Nairobi, Kenya: The controversy surrounding the Sh43 billion pipeline tender has taken a dangerous turn after a top manager at Kenya Pipeline Company claims to have received a live bullet wrapped in a condolence card.
The manager, Bramwel Wanyalikha, who is in charge of engineering, says he had opened what appeared like a normal letter on June 16, which had his name misspelt as Bramwel Wanyarika, only for a live bullet to pop out.
The envelope had a mobile number and the name of the alleged sender, whose number (withheld) was given.
When we called the number yesterday, two weeks after the letter was sent, the owner of the number said that was not his name and gave a different one.
When asked about the strange parcel, he denied any knowledge of it.
“I do not want any of your nonsense. I have not sent any letter. I do not know anybody at Kenya Pipeline. I come from Kakamega County and if you come now, you will find me here. I do not understand these stories about bullets,” he said.
He said he was ready to meet the police and respond to questions over the saga.
On the deadly missive, Mr Wanyalikha said inside the envelope there was a card which read: “This heartfelt message comes with loving thoughts and many prayers that you receive consolation and strength in your bereavement.”
Wanyalikha told The Standard he believed the letter was linked to the Sh43 billion Nairobi pipeline (Line 1) replacement project tender awarded to Zakhem International Construction Limited a week ago.
He said the parcel was delivered to his office on June 16 and that he opened it while in the company of his colleagues.

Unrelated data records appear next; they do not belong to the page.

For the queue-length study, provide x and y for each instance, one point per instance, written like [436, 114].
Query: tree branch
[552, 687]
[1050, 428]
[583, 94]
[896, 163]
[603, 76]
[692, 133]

“People who can send a bullet are capable of killing but God is with me. I am forced to use every effort possible to travel to work and back home safely,” said the manager.
However, he said he was unbowed, noting that “I know those who have waged war against me. I wish to inform them that I am a professional engineer and wish to work as a professional till I retire.”
He added he has recorded a statement with the police who are investigating the incident.
Makadara head of CID Zack Nanguli confirmed Wanyalikha had recorded a statement with them.
Nanguli said no arrest had been made so far but investigations had been launched.
“We are making good progress in tracing the origin of the parcel and hope to make arrests soon,” he said.
The KPC tender had raised much controversy with the losing bidders lodging an appeal with the review board of the Public Procurement Oversight Authority (PPOA).
They sought to bar KPC from signing a contract with Zakhem, citing irregularities.
But PPOA has said it was reviewing the issue and directed that some KPC staff be investigated for leaking the tender information to China Wu Yi, which was one of the bidders.
The tendering row looks set to delay the construction of the 450km pipeline, which will replace the existing one that has outlived its 30-year lifespan and is prone to leaks.
Evaluation of bids
Construction of the line, which is designed to meet petroleum products demand for the Eastern Africa region up to the year 2044, was set to start next month and end by September 2016.
Zakhem emerged top in the evaluation of bids with a score of 95.5 per cent, according to the KPC tender team, beating six competitors.
Other firms eyeing the contract were China Petroleum Engineering and Construction Corporation, Denis NV, PunjLoyd, Sinopec International Petroleum Service, Saipem Business Unit Engineering Construction and China Wu Yi Company Limited.
The losers protested, claiming companies with much lower bids were unfairly rated yet they offered the best value for money.
The bid for Zakhem was $484.5 million (Sh42.12 billion), China Petroleum Engineering Construction Corporation $518.96 million (Sh45.15 billion), and that of Sinopec International Petroleum Service $489.35 million (42.57 billion).
Others were China Wuyi Company $456.88 million (Sh39.75 billion), Dennys NV $475.35 million (Sh41.35 billion), Punj Lloyd $670.16 million (Sh58.3 billion) and Saipem Business Unit Engineering Construction $706.43 million (Sh61.45 billion).
The issue is also being investigated by Parliament.